Abraham understands that while the people of God remain in a place, there is hope that transformation is possible; that righteousness and justice can prevail; that cries of injustice can be soothed with life made right; that the good news of the redemption God has in store can break the most sinful of people and draw them to the knowledge and love of God and of others.

Wrapping up

The LORD shared His heart with His friend, Abraham, and by doing so gave Abraham an opportunity to live out God’s calling on his life. He heard what the LORD loves and then he ran after the same thing, pleading for the LORD to demonstrate His righteousness and justice.

Whenever the LORD shares His heart with people, He is always looking for a response. First, He wants us to embrace Him with our hearts and embrace His promises to us. But second, our response must include some sort of action that flows out of the grace that has been shown to us.

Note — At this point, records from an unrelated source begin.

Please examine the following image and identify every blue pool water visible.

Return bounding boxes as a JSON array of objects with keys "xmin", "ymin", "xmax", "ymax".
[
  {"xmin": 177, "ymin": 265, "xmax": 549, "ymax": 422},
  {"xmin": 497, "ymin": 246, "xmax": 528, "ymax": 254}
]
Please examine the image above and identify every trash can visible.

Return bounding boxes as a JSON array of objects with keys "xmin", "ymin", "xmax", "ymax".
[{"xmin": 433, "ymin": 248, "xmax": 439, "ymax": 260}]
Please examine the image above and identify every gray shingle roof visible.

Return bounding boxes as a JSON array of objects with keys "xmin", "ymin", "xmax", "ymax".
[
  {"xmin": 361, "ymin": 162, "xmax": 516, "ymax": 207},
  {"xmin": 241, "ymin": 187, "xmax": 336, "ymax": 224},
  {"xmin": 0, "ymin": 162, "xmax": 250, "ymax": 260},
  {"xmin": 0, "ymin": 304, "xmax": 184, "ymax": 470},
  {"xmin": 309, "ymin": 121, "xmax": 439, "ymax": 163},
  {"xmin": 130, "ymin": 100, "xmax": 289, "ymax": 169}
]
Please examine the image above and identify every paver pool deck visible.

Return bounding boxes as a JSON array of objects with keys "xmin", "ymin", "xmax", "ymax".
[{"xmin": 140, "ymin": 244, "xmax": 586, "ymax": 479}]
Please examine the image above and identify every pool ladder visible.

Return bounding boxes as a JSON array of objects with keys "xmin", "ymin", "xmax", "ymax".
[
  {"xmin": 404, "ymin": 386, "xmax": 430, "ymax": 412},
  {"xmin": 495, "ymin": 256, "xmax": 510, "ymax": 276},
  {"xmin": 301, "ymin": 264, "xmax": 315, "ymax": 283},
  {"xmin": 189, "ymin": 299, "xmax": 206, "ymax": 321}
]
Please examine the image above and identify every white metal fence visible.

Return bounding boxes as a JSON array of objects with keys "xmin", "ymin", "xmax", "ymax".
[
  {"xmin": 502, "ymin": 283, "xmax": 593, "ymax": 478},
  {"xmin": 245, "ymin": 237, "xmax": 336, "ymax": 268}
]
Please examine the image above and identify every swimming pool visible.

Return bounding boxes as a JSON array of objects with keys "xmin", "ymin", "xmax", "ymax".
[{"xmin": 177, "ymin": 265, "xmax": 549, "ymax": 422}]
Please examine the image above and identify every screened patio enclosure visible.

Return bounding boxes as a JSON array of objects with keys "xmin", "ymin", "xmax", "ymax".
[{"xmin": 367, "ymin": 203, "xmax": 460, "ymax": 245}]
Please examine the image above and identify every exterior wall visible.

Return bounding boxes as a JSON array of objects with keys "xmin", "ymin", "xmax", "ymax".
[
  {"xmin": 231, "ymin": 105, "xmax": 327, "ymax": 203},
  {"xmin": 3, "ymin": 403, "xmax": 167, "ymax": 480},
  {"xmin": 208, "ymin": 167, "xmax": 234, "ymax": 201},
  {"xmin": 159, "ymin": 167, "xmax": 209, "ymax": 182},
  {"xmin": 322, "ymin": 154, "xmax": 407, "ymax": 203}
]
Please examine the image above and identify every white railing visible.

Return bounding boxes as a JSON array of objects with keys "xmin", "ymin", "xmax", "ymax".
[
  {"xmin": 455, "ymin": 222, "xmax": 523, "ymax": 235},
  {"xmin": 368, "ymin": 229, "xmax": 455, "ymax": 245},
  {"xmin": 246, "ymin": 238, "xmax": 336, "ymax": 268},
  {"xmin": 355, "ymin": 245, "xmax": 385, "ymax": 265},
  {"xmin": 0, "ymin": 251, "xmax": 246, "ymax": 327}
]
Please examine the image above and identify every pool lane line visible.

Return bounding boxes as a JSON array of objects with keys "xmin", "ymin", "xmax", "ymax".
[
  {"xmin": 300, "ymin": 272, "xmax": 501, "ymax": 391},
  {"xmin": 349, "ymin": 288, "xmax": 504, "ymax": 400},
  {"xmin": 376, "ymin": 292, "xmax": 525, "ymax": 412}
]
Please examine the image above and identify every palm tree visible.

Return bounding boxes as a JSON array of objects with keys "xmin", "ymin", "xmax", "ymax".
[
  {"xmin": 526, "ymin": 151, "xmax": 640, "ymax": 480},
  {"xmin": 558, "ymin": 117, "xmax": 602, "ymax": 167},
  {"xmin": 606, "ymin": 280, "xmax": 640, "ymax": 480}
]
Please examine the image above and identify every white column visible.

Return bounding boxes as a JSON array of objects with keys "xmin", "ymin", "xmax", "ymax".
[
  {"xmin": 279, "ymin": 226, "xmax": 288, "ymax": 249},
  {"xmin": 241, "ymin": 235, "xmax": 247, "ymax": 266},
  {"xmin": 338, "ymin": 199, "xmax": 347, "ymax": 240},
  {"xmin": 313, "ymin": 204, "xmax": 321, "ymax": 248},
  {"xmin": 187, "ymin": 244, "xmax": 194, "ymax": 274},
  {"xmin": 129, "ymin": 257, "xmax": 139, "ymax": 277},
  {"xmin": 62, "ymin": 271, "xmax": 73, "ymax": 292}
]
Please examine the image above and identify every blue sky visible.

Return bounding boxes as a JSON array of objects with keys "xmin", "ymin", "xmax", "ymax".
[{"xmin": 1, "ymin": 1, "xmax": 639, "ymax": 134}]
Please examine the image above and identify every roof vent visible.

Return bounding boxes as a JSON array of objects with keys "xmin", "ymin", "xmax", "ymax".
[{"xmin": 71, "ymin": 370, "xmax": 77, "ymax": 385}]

In Christ, God has come to us once again and has shared His heart with us. His heart is full of compassion and grace for sinners. His heart is full of love for His enemies and He rescued through the work of Jesus. His death paid for our sin and brokenness, mine as bad as Sodom, and his resurrection has demonstrated the heart of God for renewing all things and making all that is sad and grievous and broken and wrong untrue and gone forever in the new heavens and new earth.

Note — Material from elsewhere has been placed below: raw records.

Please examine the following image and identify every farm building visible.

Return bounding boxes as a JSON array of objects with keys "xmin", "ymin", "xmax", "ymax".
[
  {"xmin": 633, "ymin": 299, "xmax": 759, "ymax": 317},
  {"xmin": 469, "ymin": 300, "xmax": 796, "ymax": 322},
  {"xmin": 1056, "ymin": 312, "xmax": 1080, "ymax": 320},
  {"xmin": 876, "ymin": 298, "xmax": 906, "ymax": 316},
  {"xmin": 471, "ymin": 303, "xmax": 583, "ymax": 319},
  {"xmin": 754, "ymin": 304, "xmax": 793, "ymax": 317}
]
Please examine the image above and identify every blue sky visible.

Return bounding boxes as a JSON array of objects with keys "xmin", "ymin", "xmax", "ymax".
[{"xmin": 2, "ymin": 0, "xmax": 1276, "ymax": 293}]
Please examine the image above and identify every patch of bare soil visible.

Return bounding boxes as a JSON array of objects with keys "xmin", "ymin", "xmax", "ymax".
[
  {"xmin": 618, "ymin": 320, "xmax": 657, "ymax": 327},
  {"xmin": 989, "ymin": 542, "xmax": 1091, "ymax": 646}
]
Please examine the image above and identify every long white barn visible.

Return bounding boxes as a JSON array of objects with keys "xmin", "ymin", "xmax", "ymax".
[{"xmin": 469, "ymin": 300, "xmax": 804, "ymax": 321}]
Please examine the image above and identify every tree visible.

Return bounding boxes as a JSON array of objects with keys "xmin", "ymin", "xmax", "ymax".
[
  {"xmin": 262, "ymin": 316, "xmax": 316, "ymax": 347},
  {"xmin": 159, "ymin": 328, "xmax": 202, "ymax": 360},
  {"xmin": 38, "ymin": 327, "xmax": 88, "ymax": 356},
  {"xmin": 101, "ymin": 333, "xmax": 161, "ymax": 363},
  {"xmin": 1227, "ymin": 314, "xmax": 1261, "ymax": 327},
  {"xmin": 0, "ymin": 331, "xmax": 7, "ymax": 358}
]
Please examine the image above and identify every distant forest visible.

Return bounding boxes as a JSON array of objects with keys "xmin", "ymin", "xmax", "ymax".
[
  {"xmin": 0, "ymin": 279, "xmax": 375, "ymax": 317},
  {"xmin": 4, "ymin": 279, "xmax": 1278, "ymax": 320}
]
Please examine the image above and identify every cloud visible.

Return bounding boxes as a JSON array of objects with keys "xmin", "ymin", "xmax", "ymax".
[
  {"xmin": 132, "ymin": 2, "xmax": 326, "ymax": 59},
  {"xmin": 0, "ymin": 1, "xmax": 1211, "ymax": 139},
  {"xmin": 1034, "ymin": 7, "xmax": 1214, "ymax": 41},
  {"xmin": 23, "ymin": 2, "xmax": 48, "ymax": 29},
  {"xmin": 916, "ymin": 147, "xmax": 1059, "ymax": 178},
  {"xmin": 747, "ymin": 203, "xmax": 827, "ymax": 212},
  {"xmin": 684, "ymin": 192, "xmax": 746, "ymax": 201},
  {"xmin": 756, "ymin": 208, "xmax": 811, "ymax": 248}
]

And as we respond to the loving heart of God and embrace Christ, we ourselves experience the same grace Abraham received from the LORD, the full acceptance and friendship of God that comes through faith alone. Like Abraham our sins are forgiven. And like Abraham we have been given a calling from God. He is looking for a response of action on our part.

- First, we embrace our place in this world as the righteous people of God and pray for this place. Apart from the work of God through the Holy Spirit, there is no transformation – not in us, not in our neighbors, not in our government, not in our culture, not in our economic systems. Jesus said, “Apart from me you can do nothing.” He also said, “With God all things are possible.”

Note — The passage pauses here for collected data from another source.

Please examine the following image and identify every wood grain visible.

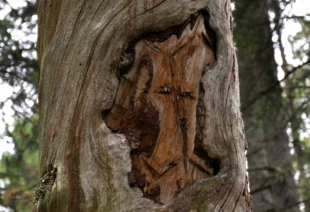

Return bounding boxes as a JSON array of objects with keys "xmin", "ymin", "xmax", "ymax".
[{"xmin": 105, "ymin": 15, "xmax": 216, "ymax": 204}]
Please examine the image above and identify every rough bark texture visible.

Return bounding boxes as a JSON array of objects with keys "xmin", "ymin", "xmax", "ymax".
[
  {"xmin": 234, "ymin": 1, "xmax": 300, "ymax": 211},
  {"xmin": 36, "ymin": 0, "xmax": 250, "ymax": 211}
]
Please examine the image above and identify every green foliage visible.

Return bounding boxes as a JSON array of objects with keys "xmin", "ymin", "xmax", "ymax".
[
  {"xmin": 0, "ymin": 1, "xmax": 39, "ymax": 211},
  {"xmin": 0, "ymin": 0, "xmax": 38, "ymax": 117},
  {"xmin": 290, "ymin": 18, "xmax": 310, "ymax": 60},
  {"xmin": 0, "ymin": 115, "xmax": 39, "ymax": 211}
]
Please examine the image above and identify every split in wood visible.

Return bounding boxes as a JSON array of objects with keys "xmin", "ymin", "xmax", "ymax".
[{"xmin": 34, "ymin": 164, "xmax": 57, "ymax": 204}]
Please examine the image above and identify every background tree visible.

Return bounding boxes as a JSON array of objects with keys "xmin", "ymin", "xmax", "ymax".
[
  {"xmin": 35, "ymin": 0, "xmax": 250, "ymax": 211},
  {"xmin": 0, "ymin": 0, "xmax": 38, "ymax": 116},
  {"xmin": 282, "ymin": 9, "xmax": 310, "ymax": 211},
  {"xmin": 0, "ymin": 0, "xmax": 39, "ymax": 211},
  {"xmin": 234, "ymin": 0, "xmax": 310, "ymax": 211}
]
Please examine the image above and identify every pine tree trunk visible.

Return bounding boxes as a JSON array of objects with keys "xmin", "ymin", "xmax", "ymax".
[
  {"xmin": 35, "ymin": 0, "xmax": 251, "ymax": 211},
  {"xmin": 234, "ymin": 0, "xmax": 300, "ymax": 211}
]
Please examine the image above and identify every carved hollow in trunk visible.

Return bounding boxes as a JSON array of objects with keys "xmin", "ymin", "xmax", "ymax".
[{"xmin": 104, "ymin": 13, "xmax": 217, "ymax": 204}]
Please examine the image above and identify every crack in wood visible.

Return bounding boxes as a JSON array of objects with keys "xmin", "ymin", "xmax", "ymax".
[
  {"xmin": 34, "ymin": 164, "xmax": 57, "ymax": 204},
  {"xmin": 104, "ymin": 11, "xmax": 218, "ymax": 204}
]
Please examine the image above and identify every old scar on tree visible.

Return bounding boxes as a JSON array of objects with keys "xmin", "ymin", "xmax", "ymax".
[{"xmin": 104, "ymin": 14, "xmax": 218, "ymax": 204}]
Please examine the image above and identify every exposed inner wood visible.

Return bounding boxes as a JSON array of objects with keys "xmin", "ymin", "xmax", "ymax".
[{"xmin": 104, "ymin": 15, "xmax": 216, "ymax": 204}]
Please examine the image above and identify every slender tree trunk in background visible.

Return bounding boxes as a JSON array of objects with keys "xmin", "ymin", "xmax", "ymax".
[
  {"xmin": 234, "ymin": 0, "xmax": 300, "ymax": 211},
  {"xmin": 35, "ymin": 0, "xmax": 251, "ymax": 211},
  {"xmin": 272, "ymin": 1, "xmax": 310, "ymax": 210}
]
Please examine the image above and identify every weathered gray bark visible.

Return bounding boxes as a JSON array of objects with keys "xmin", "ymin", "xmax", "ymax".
[
  {"xmin": 234, "ymin": 1, "xmax": 300, "ymax": 211},
  {"xmin": 35, "ymin": 0, "xmax": 250, "ymax": 211}
]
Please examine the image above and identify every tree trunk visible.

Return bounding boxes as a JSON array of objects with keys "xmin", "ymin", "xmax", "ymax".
[
  {"xmin": 35, "ymin": 0, "xmax": 250, "ymax": 211},
  {"xmin": 234, "ymin": 0, "xmax": 300, "ymax": 211}
]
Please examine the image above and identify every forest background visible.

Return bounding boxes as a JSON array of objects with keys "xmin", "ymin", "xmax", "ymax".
[{"xmin": 0, "ymin": 0, "xmax": 309, "ymax": 211}]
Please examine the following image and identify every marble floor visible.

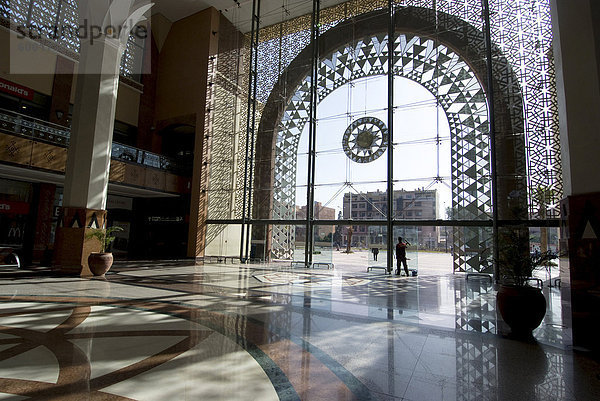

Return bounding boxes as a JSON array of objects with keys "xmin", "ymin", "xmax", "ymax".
[{"xmin": 0, "ymin": 259, "xmax": 598, "ymax": 400}]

So pray fervently. Pray believing that God cares about this world to renew and transform it. Pray for the kingdom of God to break in and reign in all its beauty and goodness in all places on this globe.

- Second, we work toward that end. Just as Abraham knew that where the LORD has His people there is hope for that place, we must understand that we are here not as a social club or theological think-tank. We are the salt of Fuquay – preserving, flavoring, transforming salt – and shaken over this community by God himself. We may be tempted to say that this world is going to hell-in-a-hand-basket and we may rightly grieve the brokenness we see, but two angels of God have not yet come to destroy this place. That tells me that there is hope here because the people of God are here.

We each have a role to play. We have many gifts in this body; gifts of speech, gifts of service, gifts of listening, gifts of compassion, gifts of time, gifts of creativity. How can each of us contribute to the work of the kingdom here as we hear the cries of unrighteousness and injustice in this place?We’re sometimes tempted to think that what is valuable to the kingdom of God is a big work that takes many people and lots of time to do. Those can be useful, yes. But when Jesus sent out the disciples to do his work he sent them two by two. Look around you. Find a brother or sister and pray together for the LORD to transform this place and use your gifts, given to you by the Holy Spirit, to do the work.

God has shared His heart with us in Jesus and invites us to embrace him and to act. Go now in the power of the Holy Spirit, following your Lord and Savior who goes in front of you and goes with you into the calling God has given to you and do it in repentance and faith with all your might so that the glory of God is known in this place.